Здесь мы представляем протокол подготовки изображений с большой выборкой в световом микроскопе (см. Таблицу материалов), который мы установили для исследования клеточного сердечного инфильтрата в мышиной модели миокардита 15 . Мыши CD11c.DTR экспрессируют рецептор дифтерийного токсина приматов (DTR) под контролем промотора 16 CD11c. Следовательно, клетки у этих мышей, которые экспрессируют CD11c вместе с DTR, чувствительны к экзотоксину Corynebacterium diphtheria (дифтерийный токсин, DTX); Системное лечение этих животных с помощью DTX приводит к истощению всего CD11c + ceLLS. CD11c является интегрином и в качестве рецептора клеточной поверхности для множества различных растворимых факторов участвует в процессах активации и созревания в основном в клетках моноцитарной линии 17 . Следовательно, модель мыши CD11c.DTR интенсивно использовалась для изучения роли дендритных клеток и подмножеств макрофагов в контексте многих различных иммунологических вопросов. Со временем сообщалось, что мыши CD11c.DTR, системно обработанные DTX, могут вызывать неблагоприятные побочные эффекты и могут демонстрировать значительно повышенную смертность 18 , 19 . Недавно мы смогли идентифицировать основную причину смерти 15 , описывая развитие молниеносного миокардита после применения внутритрахеального DTX у этих животных. Проблема токсина вызывала разрушение клеток, в том числе в центральных частях системы передачи стимулов в сердце. Это сопровождалось массивным CD45+ Инфильтрат лейкоцитов, что в конечном итоге приводит к летальным сердечным аритмиям. В этом случае важно не только появление популяции лейкоцитов, но и его пространственное распределение внутри сердца. Этот экспериментальный вопрос представляет собой проблему для современной микроскопической визуализации, которую мы решили методом светового микроскопа, который поддерживается окрашиванием подмышечных антител и протоколом оптического очищения на основе органического растворителя.

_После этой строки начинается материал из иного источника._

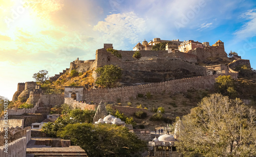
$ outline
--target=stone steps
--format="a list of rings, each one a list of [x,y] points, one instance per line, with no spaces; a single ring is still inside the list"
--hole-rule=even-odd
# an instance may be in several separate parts
[[[36,153],[34,154],[34,157],[37,156],[87,156],[86,153],[52,153],[49,152],[47,153]]]

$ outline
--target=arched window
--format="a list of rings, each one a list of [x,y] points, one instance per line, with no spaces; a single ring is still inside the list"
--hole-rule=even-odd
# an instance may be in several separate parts
[[[73,98],[75,100],[76,100],[76,93],[72,93],[71,94],[71,97]]]

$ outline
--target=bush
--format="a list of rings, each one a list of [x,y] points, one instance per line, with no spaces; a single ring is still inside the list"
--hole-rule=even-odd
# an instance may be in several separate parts
[[[28,104],[27,103],[23,103],[23,104],[20,104],[18,108],[19,109],[23,109],[23,108],[26,108],[26,109],[30,109],[34,107],[34,105],[33,104]]]
[[[137,118],[143,119],[146,118],[147,114],[144,112],[139,111],[135,113],[135,116]]]
[[[76,69],[73,69],[71,71],[70,71],[70,76],[71,77],[77,76],[79,74],[79,73],[78,71],[76,71]]]
[[[143,94],[139,93],[139,94],[138,94],[137,96],[138,96],[138,97],[143,97],[144,95],[143,95]]]
[[[140,105],[138,105],[136,107],[136,108],[138,108],[138,109],[142,109],[142,106],[141,104]]]
[[[145,125],[143,124],[139,124],[138,125],[136,125],[135,126],[135,128],[139,128],[139,129],[144,129],[145,128]]]
[[[69,86],[76,86],[76,84],[75,83],[72,82],[72,83],[71,83],[70,84],[69,84]]]
[[[157,109],[157,112],[159,112],[162,114],[164,113],[164,108],[163,107],[159,107]]]
[[[150,117],[150,120],[151,121],[158,121],[163,119],[163,115],[159,113],[156,113],[154,114],[152,117]]]

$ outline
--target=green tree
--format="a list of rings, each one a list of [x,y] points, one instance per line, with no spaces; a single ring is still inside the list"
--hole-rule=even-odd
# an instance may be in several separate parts
[[[106,49],[106,51],[118,58],[122,58],[122,55],[116,49],[109,48]]]
[[[162,42],[158,43],[152,46],[152,50],[165,50],[165,45],[167,42]]]
[[[48,79],[48,71],[47,70],[41,70],[37,73],[35,73],[33,75],[33,78],[36,81],[39,82],[44,85],[45,82]]]
[[[185,156],[253,156],[255,120],[255,110],[240,99],[212,94],[183,117],[176,133],[178,150]]]
[[[80,146],[89,156],[129,156],[146,148],[126,127],[115,125],[68,124],[57,135]]]
[[[228,54],[228,57],[232,57],[233,56],[234,56],[234,55],[238,56],[238,53],[236,53],[235,51],[232,52],[232,50],[231,50],[230,52]]]
[[[79,74],[79,73],[76,69],[73,69],[70,71],[70,76],[71,77],[77,76]]]
[[[100,76],[97,78],[96,84],[104,87],[114,87],[119,79],[122,77],[122,70],[117,66],[106,65],[96,70]]]
[[[157,112],[161,113],[162,114],[164,113],[164,108],[159,107],[158,109],[157,109]]]
[[[70,111],[69,117],[74,118],[78,122],[92,123],[95,111],[76,109]]]
[[[230,75],[219,76],[216,80],[216,88],[218,92],[229,96],[236,96],[235,80]]]
[[[134,54],[133,54],[133,58],[134,58],[137,60],[138,60],[140,58],[141,58],[141,54],[140,54],[140,52],[139,51],[135,52]]]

В современной науке о жизни микроскопическая визуализация биологических процессов играет все более важную роль. В этом контексте за последние два столетия было достигнуто много событий, которые помогают отвечать на вопросы, не адресуемые до этого момента. Во-первых, существует явная ?…
The authors have nothing to disclose.
Исследования в лаборатории Gunzer были поддержаны Федеральным министерством образования и исследований Германии (грант № 0315590 AD) и Немецким исследовательским фондом (грант № GU769 / 4-1, GU769 / 4-2). Мы также благодарим IMCES за техническую поддержку и Себастьяна Кубата за помощь в 3D-моделировании мультфильмов.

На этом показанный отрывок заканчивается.